Cependant, les gouvernements soutiennent des chaînes d’approvisionnement mondiales fragiles et sujettes aux catastrophes par le biais de subventions agricoles, d’accords commerciaux et d’investissements, les allégements fiscaux et l’infrastructure d’approvisionnement alimentaire ont tendu vers une agriculture industrielle à grande échelle.
Le rapport ajoute :
Dans le même temps, le pouvoir des entreprises continue de croître, érodant les pratiques traditionnelles et les cultures alimentaires, cooptant les chaînes locales et territoriales et remodelant les régimes autour des produits de base et ultra-aliments transformés. »
Il conclut que les marchés publics et les achats publics devraient être réorientés vers des programmes qui soutiennent les petites entreprises durables.Les producteurs d’échelle et les subventions devraient être orientés vers l’investissement dans les infrastructures, les réseaux et les personnes qui sous-tendent les marchés territoriaux, y compris les marchés publics, les collectifs et les coopératives.

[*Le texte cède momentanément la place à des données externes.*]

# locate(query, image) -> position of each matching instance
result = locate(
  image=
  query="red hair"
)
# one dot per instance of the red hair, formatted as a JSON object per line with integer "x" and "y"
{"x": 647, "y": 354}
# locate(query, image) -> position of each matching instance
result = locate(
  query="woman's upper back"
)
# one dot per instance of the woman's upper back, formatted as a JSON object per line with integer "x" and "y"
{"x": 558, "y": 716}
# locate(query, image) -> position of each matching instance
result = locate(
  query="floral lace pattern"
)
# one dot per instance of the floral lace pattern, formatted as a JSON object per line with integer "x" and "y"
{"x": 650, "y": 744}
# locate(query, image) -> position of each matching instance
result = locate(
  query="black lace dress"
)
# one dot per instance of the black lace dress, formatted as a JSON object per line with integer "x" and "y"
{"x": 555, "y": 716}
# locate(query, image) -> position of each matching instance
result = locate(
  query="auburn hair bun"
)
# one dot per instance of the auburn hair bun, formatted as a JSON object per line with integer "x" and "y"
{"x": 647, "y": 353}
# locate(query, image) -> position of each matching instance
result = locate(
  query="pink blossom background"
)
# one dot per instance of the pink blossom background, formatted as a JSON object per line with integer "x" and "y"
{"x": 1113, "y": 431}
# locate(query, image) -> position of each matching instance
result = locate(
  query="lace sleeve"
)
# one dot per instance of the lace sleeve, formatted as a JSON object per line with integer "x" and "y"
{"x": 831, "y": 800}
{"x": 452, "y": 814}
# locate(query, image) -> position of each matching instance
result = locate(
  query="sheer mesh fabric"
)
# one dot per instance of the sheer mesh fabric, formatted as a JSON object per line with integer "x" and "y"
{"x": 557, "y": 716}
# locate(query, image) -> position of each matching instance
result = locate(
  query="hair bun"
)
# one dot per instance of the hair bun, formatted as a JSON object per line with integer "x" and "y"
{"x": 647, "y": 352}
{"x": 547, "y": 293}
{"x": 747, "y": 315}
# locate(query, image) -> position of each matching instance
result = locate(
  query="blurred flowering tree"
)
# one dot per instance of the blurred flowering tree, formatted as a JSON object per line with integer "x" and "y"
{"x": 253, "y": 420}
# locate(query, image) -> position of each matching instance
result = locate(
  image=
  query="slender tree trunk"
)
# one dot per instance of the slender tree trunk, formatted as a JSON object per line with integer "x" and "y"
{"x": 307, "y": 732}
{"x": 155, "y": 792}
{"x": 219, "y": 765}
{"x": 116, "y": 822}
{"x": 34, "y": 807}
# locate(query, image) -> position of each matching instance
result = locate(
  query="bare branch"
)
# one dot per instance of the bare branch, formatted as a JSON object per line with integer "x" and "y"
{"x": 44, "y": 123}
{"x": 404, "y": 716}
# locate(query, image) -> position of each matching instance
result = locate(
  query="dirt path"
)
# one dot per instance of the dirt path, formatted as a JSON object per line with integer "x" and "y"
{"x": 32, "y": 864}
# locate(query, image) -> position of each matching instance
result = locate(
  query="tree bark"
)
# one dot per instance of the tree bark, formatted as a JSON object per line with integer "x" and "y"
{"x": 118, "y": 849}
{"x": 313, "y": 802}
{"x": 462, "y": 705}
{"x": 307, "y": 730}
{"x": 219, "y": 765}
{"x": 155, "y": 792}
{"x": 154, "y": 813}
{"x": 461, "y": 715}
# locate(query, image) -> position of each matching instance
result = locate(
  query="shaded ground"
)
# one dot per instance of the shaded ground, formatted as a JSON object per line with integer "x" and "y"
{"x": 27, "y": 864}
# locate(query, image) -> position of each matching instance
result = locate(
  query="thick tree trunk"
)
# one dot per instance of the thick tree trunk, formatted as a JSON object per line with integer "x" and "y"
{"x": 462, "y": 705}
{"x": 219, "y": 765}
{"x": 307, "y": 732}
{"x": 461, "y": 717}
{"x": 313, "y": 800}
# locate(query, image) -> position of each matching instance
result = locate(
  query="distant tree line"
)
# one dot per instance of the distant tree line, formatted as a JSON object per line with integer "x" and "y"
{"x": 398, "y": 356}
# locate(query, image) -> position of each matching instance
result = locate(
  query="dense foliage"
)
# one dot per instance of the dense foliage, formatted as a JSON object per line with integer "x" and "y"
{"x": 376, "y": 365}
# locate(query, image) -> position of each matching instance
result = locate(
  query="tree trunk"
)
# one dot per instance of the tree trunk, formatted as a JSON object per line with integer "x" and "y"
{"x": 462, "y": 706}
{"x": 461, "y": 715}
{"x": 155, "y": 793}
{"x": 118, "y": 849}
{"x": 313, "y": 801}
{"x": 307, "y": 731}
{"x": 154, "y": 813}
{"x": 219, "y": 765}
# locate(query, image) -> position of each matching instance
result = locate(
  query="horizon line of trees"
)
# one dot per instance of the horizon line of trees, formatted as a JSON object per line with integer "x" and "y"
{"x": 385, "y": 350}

De plus, les marchés locaux doivent être protégés contre la cooptation des entreprises. Cela implique de briser les monopoles dans la chaîne d’approvisionnement et d’encourager des pratiques agricoles durables, biodiverses et diversifiées ainsi que des régimes alimentaires sains.
En allant vers la souveraineté alimentaire de cette manière, nous ne pouvons pas seulement éviter les crises alimentaires futures et l’escalade de la dette mais aussi un défi à un régime alimentaire qui a ses racines dans un colonialisme persistant et l’impérialisme facilité par l’imposition des politiques commerciales néolibérales et les directives de la Banque mondiale/FMI à la demande des intérêts mondiaux de l’agro-industrie.